Batley also said the Knox Clinic would be open to putting a roof-top cafe on the clinic, “or other revenue-generating options, if that is an interest.”
“Our objective is not to block the view,” she said. “Our goal is to fit into the natural setting as allowed by the planning board in a cooperative, transparent process.”
A resident asked if the clinic would have public restrooms.
Batley said the clinic plans incorporated a few of client toilets on the first floor, “one of which we hope to have available from the exterior of the building.... I believe that there is every possibility to keep that open to the public as long as the public treats it with the respect that it needs.”

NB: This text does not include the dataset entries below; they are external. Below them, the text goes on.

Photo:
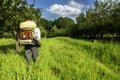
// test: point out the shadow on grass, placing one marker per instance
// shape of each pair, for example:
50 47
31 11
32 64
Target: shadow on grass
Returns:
4 49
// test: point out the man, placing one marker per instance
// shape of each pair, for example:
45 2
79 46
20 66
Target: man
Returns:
32 50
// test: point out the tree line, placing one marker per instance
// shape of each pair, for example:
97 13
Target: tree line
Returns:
102 20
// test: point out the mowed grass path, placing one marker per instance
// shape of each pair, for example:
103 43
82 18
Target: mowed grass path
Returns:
62 58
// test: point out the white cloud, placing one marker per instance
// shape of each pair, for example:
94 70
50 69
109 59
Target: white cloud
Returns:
72 9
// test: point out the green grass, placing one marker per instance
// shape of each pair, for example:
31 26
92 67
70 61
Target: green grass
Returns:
62 58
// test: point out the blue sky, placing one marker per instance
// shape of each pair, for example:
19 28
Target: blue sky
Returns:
53 9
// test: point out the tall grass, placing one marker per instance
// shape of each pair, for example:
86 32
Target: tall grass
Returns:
62 58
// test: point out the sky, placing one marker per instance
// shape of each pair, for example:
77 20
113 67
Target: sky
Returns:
52 9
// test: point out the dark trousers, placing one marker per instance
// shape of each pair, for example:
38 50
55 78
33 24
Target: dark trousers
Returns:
31 51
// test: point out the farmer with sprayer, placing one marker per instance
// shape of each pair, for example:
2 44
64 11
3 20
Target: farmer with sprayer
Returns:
30 37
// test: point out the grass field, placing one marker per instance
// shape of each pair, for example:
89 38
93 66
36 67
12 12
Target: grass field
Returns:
62 58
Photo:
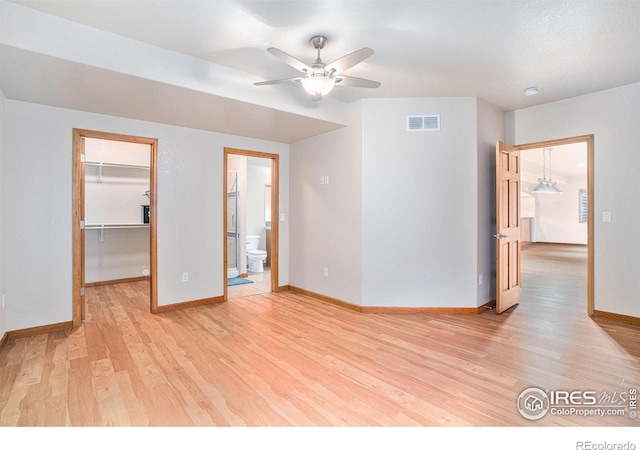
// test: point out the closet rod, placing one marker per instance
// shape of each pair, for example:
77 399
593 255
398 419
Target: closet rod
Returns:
130 166
116 225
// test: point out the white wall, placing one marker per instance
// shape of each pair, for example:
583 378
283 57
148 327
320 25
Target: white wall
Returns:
3 215
613 117
490 128
190 165
326 219
420 222
257 177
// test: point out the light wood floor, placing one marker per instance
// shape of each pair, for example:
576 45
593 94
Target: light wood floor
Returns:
288 360
261 284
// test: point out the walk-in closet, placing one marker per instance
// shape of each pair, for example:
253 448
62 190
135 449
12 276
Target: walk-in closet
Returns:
116 202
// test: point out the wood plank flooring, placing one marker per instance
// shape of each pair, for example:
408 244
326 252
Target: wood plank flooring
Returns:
288 360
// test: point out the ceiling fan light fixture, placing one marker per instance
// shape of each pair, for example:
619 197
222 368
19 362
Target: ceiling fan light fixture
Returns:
318 84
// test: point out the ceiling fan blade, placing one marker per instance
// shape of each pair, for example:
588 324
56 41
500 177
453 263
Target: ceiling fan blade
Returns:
350 60
283 81
343 80
287 58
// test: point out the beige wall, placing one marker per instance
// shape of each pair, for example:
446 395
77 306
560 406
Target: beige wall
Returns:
3 215
190 239
612 116
405 214
490 128
326 218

A motion arrived to move the question to a vote, which earned an audible no. but Newcomb presented to the townspeople the option to cease discussing Article 5. As pink cards rose overhead, he said: “That’s close. We are going to count the votes.”
“Keep your hands up,” said Newcomb. “Not just a little up.”
The motion to call the vote resulted in 215 to 75, sending Article 5 itself to a vote.
But just after Newcomb read Article 5 again out loud to the assembled, citizens said he never asked if the room wanted a paper ballot vote. Newcomb countered that he had specified that process at the beginning of the town meeting, and proceeded to call for a vote by raised hands.
Town staff admonished those whose arms were starting to droop. “You've got to keep your cards up,” ordered one ballot clerk.
The raised hands on the vote resulted in 154 for the property sale and 146 against, a close enough count for citizens to call for a secret ballot vote.
Newcomb said if seven voters challenged the vote, they would hold the vote again. Seven voters did, and the town staff began setting the room up for a written ballot box vote. Citizens lined up, and settled into chatting with neighbors while they waited for their turn.
More than 45 minutes later, Newcomb announced the vote, 159 yes; 155, no.
Then, the majority of the public filtered out of the meeting room, leaving the remaining 32 town meeting articles to be addressed by many fewer citizens. All articles passed, and the meeting adjourned at 10:03 p.m.